President-elect Donald Trump has vowed to topple many of the Biden administration’s economic policies. Trump campaigned on promises to impose huge tariffs on foreign goods, slash taxes on individuals and businesses and deport millions of undocumented immigrants working in the United States.
With their votes, tens of millions of Americans expressed their confidence that Trump can restore the low prices and economic stability they recall from his first term — at least until the COVID-19 recession of 2020 paralyzed the economy and then a powerful recovery sent inflation soaring. Inflation has since plummeted and is nearly back to normal. Yet Americans are frustrated over still-high prices.
“His track record proved to be, on balance, positive, and people look back now and think: ‘Oh, OK. Let’s try that again,’ ” said Douglas Holtz-Eakin, a former White House economic adviser, director of the Congressional Budget Office and now president of the conservative American Action Forum think tank.
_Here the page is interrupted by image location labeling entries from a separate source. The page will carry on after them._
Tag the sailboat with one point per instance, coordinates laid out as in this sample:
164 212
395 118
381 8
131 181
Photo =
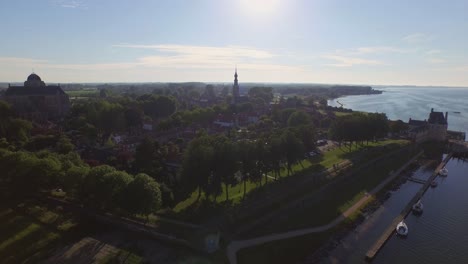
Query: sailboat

Since Election Day, the Dow Jones Industrial Average has skyrocketed more than 1,700 points, largely on expectations that tax cuts and a broad loosening of regulations will accelerate economic growth and swell corporate profits.
Maybe they will. Yet many economists warn that Trump’s plans are likely to worsen the inflation he’s vowed to eradicate, drive up the federal debt and eventually slow growth.
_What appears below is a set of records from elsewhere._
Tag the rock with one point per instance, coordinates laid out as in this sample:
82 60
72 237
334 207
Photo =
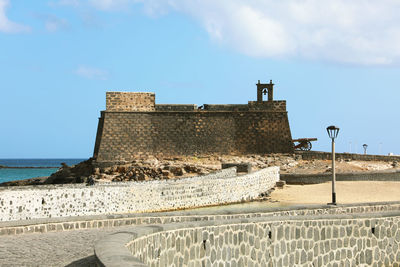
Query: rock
177 171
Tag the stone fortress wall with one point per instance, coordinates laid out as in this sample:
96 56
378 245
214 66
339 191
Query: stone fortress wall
133 125
52 201
326 236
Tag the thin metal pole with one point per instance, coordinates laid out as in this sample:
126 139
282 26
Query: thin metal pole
333 173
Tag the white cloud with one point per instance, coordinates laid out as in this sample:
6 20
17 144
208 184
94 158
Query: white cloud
6 25
365 32
92 73
53 23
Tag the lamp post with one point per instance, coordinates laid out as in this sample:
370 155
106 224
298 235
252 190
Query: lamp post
332 133
365 148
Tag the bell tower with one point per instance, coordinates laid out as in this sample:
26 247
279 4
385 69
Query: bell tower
264 88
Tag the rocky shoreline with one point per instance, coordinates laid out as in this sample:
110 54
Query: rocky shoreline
153 168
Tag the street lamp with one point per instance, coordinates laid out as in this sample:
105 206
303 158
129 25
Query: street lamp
365 148
332 133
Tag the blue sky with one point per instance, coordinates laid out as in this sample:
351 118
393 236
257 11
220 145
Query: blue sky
334 62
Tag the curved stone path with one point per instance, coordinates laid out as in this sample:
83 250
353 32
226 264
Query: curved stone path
76 247
71 248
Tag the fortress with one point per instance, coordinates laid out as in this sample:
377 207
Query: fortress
133 125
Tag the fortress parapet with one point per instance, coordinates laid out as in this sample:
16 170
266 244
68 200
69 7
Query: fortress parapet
133 125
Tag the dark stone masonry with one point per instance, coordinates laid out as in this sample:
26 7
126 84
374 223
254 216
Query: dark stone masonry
133 126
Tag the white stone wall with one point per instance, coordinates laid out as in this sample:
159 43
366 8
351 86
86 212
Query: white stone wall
24 203
326 242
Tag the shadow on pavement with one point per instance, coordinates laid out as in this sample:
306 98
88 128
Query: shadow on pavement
88 261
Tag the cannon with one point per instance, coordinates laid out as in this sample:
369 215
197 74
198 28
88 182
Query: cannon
303 143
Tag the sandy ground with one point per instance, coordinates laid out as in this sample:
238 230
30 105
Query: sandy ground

The Peterson Institute for International Economics, a leading think tank, has estimated that Trump’s policies would slash the U.S. gross domestic product — the total output of goods and services — by between $1.5 trillion and $6.4 trillion through 2028. Peterson also estimated that Trump’s proposals would drive prices sharply higher within two years: Inflation, which would otherwise come in at 1.9% in 2026, would instead jump to between 6% and 9.3% if Trump’s policies were enacted in full.
Last month, 23 Nobel-winning economists signed a letter warning that a Trump administration “will lead to higher prices, larger deficits, and greater inequality.”
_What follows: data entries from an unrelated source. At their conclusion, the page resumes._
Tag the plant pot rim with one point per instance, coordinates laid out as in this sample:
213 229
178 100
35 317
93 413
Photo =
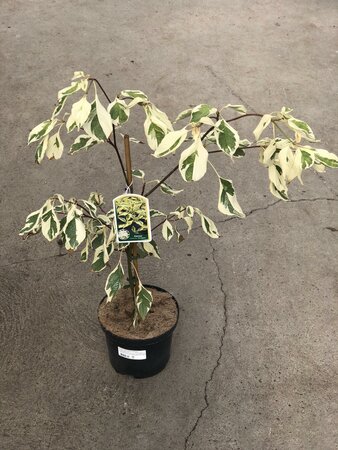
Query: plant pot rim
144 341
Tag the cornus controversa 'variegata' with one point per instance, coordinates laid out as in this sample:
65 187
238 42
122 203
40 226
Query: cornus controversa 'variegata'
286 145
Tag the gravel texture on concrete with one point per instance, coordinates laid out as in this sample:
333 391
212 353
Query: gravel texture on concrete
254 359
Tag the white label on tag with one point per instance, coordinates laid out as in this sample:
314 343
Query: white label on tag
132 354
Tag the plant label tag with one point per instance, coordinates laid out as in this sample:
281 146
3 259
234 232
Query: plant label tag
132 354
132 218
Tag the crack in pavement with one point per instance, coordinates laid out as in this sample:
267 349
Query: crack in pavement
263 208
14 263
252 211
220 350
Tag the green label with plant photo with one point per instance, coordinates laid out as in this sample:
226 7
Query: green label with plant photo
132 218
“Among the most important determinants of economic success,” they wrote, “are the rule of law and economic and political certainty, and Trump threatens all of these.’’
Trump is inheriting an economy that, despite frustratingly high prices, looks fundamentally strong. Growth came in at a healthy 2.8% annual rate from July through September. Unemployment is 4.1% — quite low by historic standards.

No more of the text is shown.